Let $x_a$ denote amount of feed A and $x_b$ denote amount of feed B.
Minimize $10x_a+12x_b$
subject to
$4x_a+2x_b \ge 12$
$4x_a+8x_b \ge 24$
$8x_b \ge 8$
Have I got the numbers right?
Also to solve it graphically I would get 3 lines that intersect at most 3 times and just test each vertex point, yes?
You are on the right track. You can test each vertex by calculation. But you can evaluate graphically the optimal point as well. I´ve solved the constraints for $x_b$. Therefore the y-axis is denoted as $x_b$. If I understand you right you are able to draw the constraints into the coordinate system. It follows that the feasible region is the green one.
Let´s denote $z$ as the value of the objective function. Then we have the equality
$z=10x_a+12x_b$
This equality can be solved for $x_b$ as well.
$x_b=\frac{z}{12}-\frac{10}{12}x_a$. Now you set $z$ equal to $0$.

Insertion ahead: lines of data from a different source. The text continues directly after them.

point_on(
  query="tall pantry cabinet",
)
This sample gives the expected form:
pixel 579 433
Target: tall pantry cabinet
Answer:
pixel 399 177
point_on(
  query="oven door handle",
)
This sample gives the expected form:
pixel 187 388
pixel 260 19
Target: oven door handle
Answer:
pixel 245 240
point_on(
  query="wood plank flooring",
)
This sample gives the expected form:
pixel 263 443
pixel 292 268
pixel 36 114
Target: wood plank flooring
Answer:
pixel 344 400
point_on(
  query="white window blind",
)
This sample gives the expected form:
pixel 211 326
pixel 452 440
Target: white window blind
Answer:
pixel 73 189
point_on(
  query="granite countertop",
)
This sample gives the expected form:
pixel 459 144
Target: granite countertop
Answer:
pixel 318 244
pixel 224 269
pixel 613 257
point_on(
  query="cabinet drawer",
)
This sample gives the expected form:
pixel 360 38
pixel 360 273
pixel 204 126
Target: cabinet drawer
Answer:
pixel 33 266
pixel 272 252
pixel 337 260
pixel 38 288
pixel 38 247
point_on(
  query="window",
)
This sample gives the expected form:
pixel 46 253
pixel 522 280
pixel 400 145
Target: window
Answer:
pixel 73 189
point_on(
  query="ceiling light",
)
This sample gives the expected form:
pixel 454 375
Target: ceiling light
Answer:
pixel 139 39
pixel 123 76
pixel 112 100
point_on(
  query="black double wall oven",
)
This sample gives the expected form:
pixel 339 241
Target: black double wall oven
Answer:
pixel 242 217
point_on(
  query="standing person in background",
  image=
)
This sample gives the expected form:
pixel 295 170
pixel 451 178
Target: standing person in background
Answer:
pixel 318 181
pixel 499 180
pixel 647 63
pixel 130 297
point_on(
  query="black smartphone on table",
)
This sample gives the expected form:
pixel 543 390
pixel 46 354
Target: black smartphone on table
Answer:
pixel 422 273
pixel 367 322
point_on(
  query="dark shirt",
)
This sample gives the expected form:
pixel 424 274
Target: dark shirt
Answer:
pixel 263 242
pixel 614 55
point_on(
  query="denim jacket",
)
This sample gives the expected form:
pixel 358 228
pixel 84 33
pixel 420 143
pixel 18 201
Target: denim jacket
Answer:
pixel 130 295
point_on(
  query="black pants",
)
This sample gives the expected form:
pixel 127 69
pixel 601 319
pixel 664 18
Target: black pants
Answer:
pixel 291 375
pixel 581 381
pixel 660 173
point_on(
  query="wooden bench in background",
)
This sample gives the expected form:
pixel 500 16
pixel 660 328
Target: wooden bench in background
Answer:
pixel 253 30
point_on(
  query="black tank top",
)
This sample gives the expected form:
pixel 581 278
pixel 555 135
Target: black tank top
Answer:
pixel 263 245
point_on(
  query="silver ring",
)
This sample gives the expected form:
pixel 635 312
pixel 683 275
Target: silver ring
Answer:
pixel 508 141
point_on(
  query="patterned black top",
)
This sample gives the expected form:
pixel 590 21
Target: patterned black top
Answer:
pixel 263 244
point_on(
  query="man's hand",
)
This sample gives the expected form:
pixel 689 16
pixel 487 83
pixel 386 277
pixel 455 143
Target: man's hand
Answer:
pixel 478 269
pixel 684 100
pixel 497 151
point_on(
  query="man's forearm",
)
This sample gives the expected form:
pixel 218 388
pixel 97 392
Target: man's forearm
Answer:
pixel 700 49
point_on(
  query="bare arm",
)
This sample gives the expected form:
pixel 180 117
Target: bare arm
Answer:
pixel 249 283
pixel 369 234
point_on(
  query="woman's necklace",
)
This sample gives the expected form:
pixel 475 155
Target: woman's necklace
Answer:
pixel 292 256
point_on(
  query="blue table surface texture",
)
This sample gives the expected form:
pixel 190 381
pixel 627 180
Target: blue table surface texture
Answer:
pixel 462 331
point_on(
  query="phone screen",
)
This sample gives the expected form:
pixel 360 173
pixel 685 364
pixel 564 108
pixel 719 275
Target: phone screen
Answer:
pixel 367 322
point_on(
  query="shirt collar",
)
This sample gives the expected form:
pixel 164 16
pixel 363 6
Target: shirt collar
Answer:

$x_b=-\frac{10}{12}x_a$. That means your objective function has the value $0$. This happens if $x_a=x_b=0$. Thus the line go through the origin with the slope $-\frac{10}{12}$. You need one more point to draw the line, for instance $P_2(3,-2.5)$. Now you have the objective function as a line with the initial level 0. This is the red line.
Then you push the red line right upwards parallel until the line touches the feasible region (green) the $ \texttt{first time}$. The blue lines illustrates the process of moving the line upward.